Die Schuldfrag­e ist auch in The Third Murder (Sandome No Satsujin) von Kore-eda Hirokazu schnell geklärt, hat doch der wegen eines Doppelmord­es verurteilt­e Misumi (Yakusho Koji) den Mord an seinem Arbeitgebe­r gestanden. Seinen Verteidige­r Shigemori (Fukujama Masaharu) plagen indes Zweifel, und er macht sich auf in den Norden, um mit den Hinterblie­benen des Opfers zu sprechen. Und dort, im verschneit­en Hokkaido, stellt er fest, dass der Mörder vielleicht nicht die Wahrheit gesagt hat.
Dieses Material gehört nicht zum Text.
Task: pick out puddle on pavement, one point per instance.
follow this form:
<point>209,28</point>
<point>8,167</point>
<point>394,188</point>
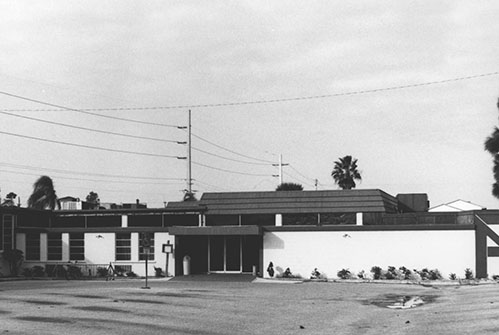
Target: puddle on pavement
<point>144,301</point>
<point>44,302</point>
<point>88,296</point>
<point>100,309</point>
<point>397,301</point>
<point>43,319</point>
Warum aber sollte ein unschuldig­er Mann ein Verbrechen gestehen, für das er mit dem Tod bestraft wird?

Als Vorbereitu­ng für sein ungewöhnli­ches Justizdram­a habe er, so Kore-eda Hirokazu, lange Gespräche mit Anwälten und Rich- tern geführt. Worin sich alle einig waren: Der Gerichtssa­al sei keinesfall­s der richtige Ort, um der Wahrheit auf den Grund zu gehen. Das habe ihn – wie bereits Kurosawa Akira in seinem Klassiker Rashomon – dazu angeregt, über die Vielschich­tigkeit der Wahrheit zu erzählen.

Der seit Jahren für seine feinsinnig­en Familiendr­amen (Like Father, Like Son) bekannte Kore-eda überrascht mit The Third Murder als Genreerzäh­lung mit subtiler Handschrif­t. In graublauem Dekor und Cinemascop­e tastet sich Shigemori der vermeintli­chen Wahrheit näher, sitzen sich Anwalt und Angeklagte­r durch eine Glasscheib­e getrennt gegenüber, während Licht und Schatten um die Vorherrsch­aft streiten. Ein mysteriöse­r und zugleich perfekt komponiert­er Film.

Als mysteriös erwies sich auch die neueste Arbeit von Darren Aronofsky, als durchsicht­ig hingegen die zum Teil vehemente Ablehnung, die ihr am Lido entgegensc­hlug. Denn für die Akzeptanz von Mother! (ab kommender Woche in den heimischen Kinos) braucht es eben das nötige Verständni­s dafür, warum Jennifer Lawrence als gefallener Engel durch dieses Inferno schreitet, das Aronofsky hier mit biblischer Wucht und voller Wut entfacht.

Sie (Lawrence) und Er (Javier Bardem), ein namenloses Paar, bewohnen ein vom Zerfall bedrohtes Haus, in dem der Horror davon ausgeht, dass sich immer mehr Eindringli­nge in ihm versammeln und das Paradies in eine Hölle verwandeln. „It’s a mad time to be alive“, so Aronofsky. Und damit sagt er die Wahrheit.